Le principe du plaisir

Je prenais mon plaisir avec application comme une élève soucieuse de bien réciter sa leçon. Tout était réglé comme un cours : les préliminaires «  sortez vos cahiers et posons le matériel sur la table : pantalon, chemisier, slip, soutien-gorge… », l’expérience pratique et pour finir la conclusion, très synthétique, c’est à dire, éjaculation point à la ligne. Vous faites une drôle de tête, ça vous choque ?
Et quand je dis que je prenais mon plaisir, c’est inexact, j’oublie l’essentiel, je faisais semblant de prendre mon plaisir. Je ponctuais toujours ses performances de petits cris semi-extatiques qui l’excitaient et finissaient peut-être par m’exciter moi-même, allez savoir… L’être humain est d’une telle complexité.
Je pense que le problème de mon ex-mari, c’est son éducation. Il est beaucoup trop poli. Et je suis intimement persuadée que le sexe ne peut faire bon ménage avec la politesse.
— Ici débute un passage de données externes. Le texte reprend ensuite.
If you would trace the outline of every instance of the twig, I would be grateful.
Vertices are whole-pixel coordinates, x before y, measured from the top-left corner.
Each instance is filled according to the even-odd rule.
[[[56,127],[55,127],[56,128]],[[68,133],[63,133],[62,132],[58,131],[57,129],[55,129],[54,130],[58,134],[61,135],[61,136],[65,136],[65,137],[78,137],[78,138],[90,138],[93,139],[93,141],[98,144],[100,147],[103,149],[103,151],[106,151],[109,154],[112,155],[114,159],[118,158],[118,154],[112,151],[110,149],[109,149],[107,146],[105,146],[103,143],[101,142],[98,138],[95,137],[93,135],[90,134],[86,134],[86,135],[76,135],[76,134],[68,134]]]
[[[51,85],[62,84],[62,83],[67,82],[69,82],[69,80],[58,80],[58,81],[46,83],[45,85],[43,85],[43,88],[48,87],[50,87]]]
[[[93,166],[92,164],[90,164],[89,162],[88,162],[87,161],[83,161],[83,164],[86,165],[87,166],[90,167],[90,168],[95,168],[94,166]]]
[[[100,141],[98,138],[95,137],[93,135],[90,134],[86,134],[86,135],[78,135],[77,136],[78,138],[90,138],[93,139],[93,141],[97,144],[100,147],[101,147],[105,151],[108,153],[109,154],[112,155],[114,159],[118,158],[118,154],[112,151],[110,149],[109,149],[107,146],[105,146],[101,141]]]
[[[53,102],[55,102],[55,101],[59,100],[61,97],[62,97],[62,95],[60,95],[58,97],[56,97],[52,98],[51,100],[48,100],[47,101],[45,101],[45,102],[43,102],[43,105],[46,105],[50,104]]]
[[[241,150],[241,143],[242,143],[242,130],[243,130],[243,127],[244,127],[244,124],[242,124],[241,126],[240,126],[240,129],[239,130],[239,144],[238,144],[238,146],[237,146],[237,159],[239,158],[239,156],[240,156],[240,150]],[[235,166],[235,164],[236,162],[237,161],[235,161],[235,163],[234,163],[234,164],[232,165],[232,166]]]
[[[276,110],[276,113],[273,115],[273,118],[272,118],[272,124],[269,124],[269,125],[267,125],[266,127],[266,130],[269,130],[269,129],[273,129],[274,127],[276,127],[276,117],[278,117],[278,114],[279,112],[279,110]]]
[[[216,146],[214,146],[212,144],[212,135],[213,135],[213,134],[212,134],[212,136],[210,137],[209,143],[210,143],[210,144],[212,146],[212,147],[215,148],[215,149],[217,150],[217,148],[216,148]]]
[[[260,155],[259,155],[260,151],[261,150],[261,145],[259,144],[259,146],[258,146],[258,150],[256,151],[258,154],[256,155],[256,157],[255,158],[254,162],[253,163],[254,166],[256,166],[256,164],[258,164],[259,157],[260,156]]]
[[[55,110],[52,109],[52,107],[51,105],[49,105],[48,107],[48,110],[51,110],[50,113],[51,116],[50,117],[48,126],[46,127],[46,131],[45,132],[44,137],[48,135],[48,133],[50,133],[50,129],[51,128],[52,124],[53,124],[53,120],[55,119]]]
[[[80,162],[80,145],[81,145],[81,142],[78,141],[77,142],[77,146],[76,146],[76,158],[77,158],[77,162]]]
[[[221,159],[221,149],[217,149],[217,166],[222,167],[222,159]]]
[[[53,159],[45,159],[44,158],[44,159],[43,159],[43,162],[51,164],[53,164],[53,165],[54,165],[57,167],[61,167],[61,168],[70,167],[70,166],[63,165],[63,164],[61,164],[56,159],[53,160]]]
A chaque fois qu’il voulait me toucher, il me demandait la permission, ça a fini par me lasser et me retirer toute spontanéité. Il disait par exemple : « Isabelle, est-ce que cela te dérangerait que je mette mon doigt dans ton vagin ? ou « Aurais-tu l’amabilité de me laisser toucher ton clitoris ? ». Il faut que j’ajoute – et c’est important pour comprendre la suite – que ses halètements de bête furieuse et les grossièretés qu’il pouvait éructer lorsqu’il travaillait  mon corps avec acharnement étaient tout à fait aux antipodes de la courtoisie verbale qu’il manifestait par ailleurs. J’avais fini par détester ses lunettes cerclées d’or, sa politesse exquise, sa peau blanche, ses chemises impeccables et son corps faussement malingre qui s’épanchait sur moi chaque semaine.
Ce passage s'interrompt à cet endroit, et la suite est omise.